7 Things No One Ever Tells You About Raising Venture Capital Financing - xutopia
http://www.instigatorblog.com/7-things-no-one-ever-tells-you-about-raising-venture-capital-financing/2007/11/12/

======
xutopia
I especially like point 7. A more succesful team where you make a smaller
percentage is better than a failing team where you make a larger percentage.

------
mattmaroon
Maybe it's just because I went through Y Combinator, but I've heard those all
before.

------
downer
_It might not be worth negotiating the finer points of the deal at the term
sheet stage. The fact is, everything can be changed once a term sheet is
signed, so negotiating on the finer points of it may be overkill._

This reminds me of <http://www.negativland.com/albini.html> :

"These A & R guys are not allowed to write contracts. What they do is present
the band with a letter of intent, or "deal memo," which loosely states some
terms, and affirms that the band will sign with the label once a contract has
been agreed on.
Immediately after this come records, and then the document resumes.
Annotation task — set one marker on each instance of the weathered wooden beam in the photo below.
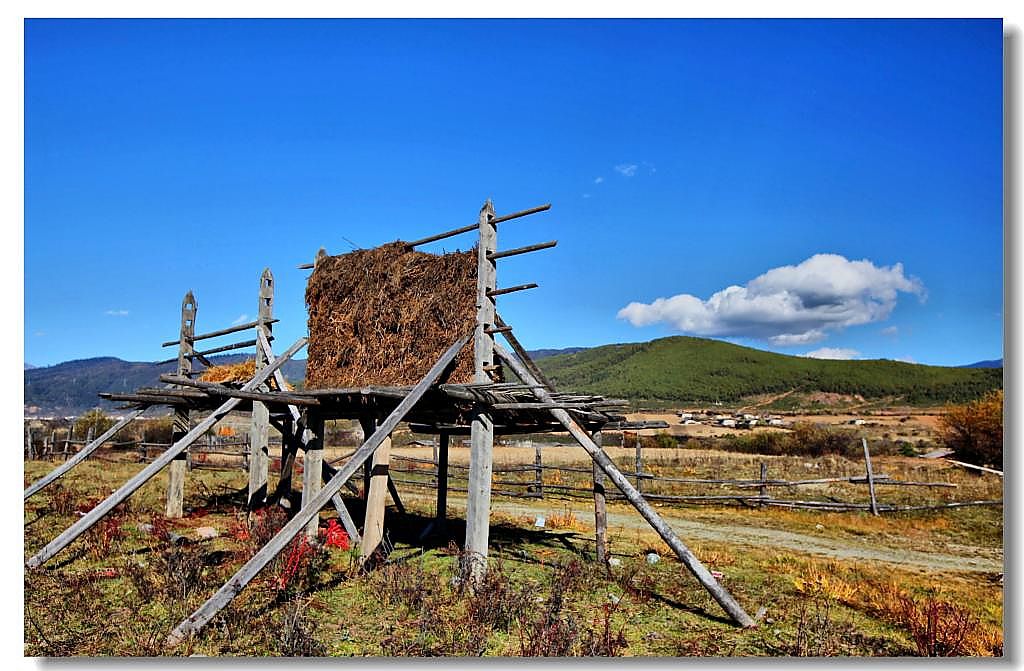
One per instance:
(494, 256)
(82, 454)
(242, 578)
(216, 350)
(217, 389)
(481, 426)
(373, 525)
(312, 466)
(600, 509)
(178, 465)
(475, 226)
(720, 594)
(214, 334)
(509, 290)
(523, 355)
(140, 478)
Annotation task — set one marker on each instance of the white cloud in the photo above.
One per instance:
(787, 305)
(833, 352)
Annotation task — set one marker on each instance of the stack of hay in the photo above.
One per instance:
(241, 372)
(385, 316)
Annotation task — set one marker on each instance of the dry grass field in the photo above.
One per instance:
(829, 583)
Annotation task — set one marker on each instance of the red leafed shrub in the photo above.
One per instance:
(335, 536)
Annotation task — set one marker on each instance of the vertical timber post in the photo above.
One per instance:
(538, 470)
(312, 466)
(600, 511)
(870, 476)
(482, 428)
(259, 431)
(442, 445)
(373, 523)
(639, 462)
(176, 469)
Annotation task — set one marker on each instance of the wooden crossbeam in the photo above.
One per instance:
(494, 256)
(724, 598)
(475, 226)
(238, 582)
(82, 454)
(158, 464)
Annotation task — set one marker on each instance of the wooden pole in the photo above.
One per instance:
(639, 463)
(482, 428)
(373, 523)
(720, 594)
(176, 471)
(600, 509)
(312, 464)
(870, 476)
(442, 447)
(259, 431)
(242, 578)
(144, 475)
(538, 470)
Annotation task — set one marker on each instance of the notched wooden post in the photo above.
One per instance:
(259, 432)
(178, 466)
(373, 525)
(600, 510)
(481, 429)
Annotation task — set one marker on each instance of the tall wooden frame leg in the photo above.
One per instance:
(176, 469)
(312, 466)
(373, 526)
(259, 432)
(600, 510)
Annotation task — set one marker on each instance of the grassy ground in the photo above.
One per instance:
(122, 588)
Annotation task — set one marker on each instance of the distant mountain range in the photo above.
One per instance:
(995, 363)
(71, 388)
(670, 370)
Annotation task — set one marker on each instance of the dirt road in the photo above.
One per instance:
(969, 558)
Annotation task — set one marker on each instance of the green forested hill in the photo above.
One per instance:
(685, 369)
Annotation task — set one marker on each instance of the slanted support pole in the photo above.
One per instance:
(600, 510)
(295, 526)
(724, 598)
(373, 525)
(80, 456)
(176, 471)
(482, 428)
(441, 512)
(259, 431)
(158, 464)
(312, 465)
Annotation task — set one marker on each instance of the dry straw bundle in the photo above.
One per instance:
(385, 316)
(241, 372)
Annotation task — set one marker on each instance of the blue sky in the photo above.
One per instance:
(843, 177)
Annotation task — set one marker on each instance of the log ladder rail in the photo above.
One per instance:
(601, 460)
(129, 488)
(296, 525)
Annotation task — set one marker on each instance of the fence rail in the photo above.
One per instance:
(424, 472)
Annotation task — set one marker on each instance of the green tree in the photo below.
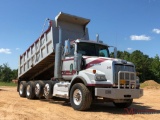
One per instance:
(155, 67)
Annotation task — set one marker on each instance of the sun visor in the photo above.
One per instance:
(63, 17)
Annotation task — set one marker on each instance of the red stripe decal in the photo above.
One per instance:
(68, 59)
(67, 72)
(100, 85)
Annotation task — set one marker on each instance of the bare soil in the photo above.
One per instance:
(13, 107)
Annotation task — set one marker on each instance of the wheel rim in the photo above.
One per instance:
(37, 89)
(28, 90)
(77, 97)
(46, 89)
(21, 89)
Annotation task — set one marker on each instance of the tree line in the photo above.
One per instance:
(7, 74)
(146, 67)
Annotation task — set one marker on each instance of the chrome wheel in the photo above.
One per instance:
(21, 89)
(77, 97)
(37, 89)
(28, 90)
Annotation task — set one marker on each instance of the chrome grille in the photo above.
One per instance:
(121, 67)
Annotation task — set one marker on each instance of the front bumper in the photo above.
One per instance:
(114, 93)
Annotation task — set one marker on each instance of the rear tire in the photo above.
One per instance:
(30, 90)
(124, 105)
(80, 97)
(22, 89)
(48, 90)
(39, 85)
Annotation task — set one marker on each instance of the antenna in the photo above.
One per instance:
(47, 19)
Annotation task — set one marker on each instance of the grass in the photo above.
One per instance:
(7, 84)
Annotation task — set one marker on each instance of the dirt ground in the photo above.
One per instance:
(13, 107)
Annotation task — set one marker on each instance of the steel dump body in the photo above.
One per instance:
(37, 62)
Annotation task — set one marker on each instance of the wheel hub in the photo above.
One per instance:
(77, 97)
(21, 89)
(46, 89)
(28, 90)
(37, 88)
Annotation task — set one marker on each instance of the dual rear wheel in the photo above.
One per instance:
(37, 89)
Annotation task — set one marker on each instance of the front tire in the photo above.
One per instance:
(48, 90)
(124, 105)
(39, 85)
(80, 97)
(22, 89)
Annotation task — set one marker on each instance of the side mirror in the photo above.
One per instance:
(115, 52)
(67, 48)
(77, 61)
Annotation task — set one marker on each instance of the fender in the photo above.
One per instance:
(79, 79)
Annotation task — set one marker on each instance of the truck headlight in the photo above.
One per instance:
(100, 77)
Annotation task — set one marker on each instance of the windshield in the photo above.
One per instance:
(91, 49)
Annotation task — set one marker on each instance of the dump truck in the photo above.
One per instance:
(64, 63)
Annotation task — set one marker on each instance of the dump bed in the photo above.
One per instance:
(37, 62)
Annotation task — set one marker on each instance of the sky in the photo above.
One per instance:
(127, 24)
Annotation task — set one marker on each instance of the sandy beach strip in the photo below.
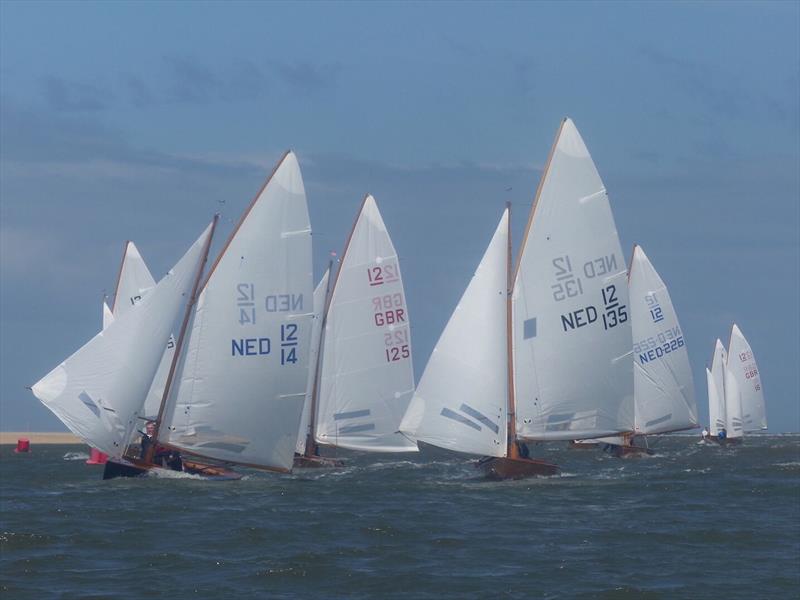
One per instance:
(39, 437)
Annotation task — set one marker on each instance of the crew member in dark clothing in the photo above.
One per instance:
(162, 456)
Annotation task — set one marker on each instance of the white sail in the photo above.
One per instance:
(716, 406)
(133, 283)
(241, 377)
(320, 297)
(98, 392)
(716, 401)
(108, 316)
(573, 369)
(367, 376)
(733, 405)
(742, 363)
(662, 376)
(461, 401)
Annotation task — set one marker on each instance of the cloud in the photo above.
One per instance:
(64, 95)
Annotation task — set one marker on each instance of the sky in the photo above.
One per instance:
(140, 120)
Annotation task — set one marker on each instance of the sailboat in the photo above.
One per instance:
(237, 384)
(364, 378)
(134, 280)
(735, 394)
(663, 385)
(99, 391)
(560, 333)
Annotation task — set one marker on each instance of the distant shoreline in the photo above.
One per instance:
(40, 437)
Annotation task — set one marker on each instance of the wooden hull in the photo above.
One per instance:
(515, 468)
(628, 451)
(316, 462)
(137, 468)
(583, 446)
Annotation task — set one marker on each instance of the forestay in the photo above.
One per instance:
(133, 283)
(320, 298)
(716, 406)
(742, 363)
(242, 372)
(461, 401)
(572, 333)
(716, 396)
(98, 392)
(733, 405)
(662, 377)
(367, 377)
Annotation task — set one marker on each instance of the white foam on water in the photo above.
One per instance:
(76, 456)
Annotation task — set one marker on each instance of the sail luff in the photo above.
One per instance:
(119, 274)
(181, 336)
(511, 440)
(315, 397)
(242, 219)
(536, 198)
(311, 449)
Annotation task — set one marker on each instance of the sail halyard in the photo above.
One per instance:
(119, 274)
(315, 395)
(312, 448)
(179, 344)
(511, 434)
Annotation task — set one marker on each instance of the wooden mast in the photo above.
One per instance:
(315, 390)
(119, 274)
(312, 449)
(512, 451)
(179, 344)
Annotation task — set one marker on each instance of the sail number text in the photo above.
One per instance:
(570, 285)
(613, 312)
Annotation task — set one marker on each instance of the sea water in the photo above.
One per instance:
(692, 521)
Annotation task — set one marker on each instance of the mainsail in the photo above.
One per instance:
(320, 300)
(742, 364)
(733, 405)
(662, 377)
(241, 375)
(367, 376)
(99, 391)
(133, 283)
(571, 316)
(461, 401)
(716, 390)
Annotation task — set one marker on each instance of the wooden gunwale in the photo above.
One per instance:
(313, 416)
(181, 336)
The spookiest thing about this harmless sounding little memo,
is that it is, for all legal purposes, a binding document. That is, once the
band signs it, they are under obligation to conclude a deal with the label. If
the label presents them with a contract that the band don't want to sign, all
the label has to do is wait. There are a hundred other bands willing to sign
the exact same contract, so the label is in a position of strength. These
letters never have any terms of expiration, so the band remain bound by the
deal memo until a contract is signed, no matter how long that takes. The band
cannot sign to another laborer or even put out its own material unless they
are released from their agreement, which never happens. Make no mistake about
it: once a band has signed a letter of intent, they will either eventually
sign a contract that suits the label or they will be destroyed."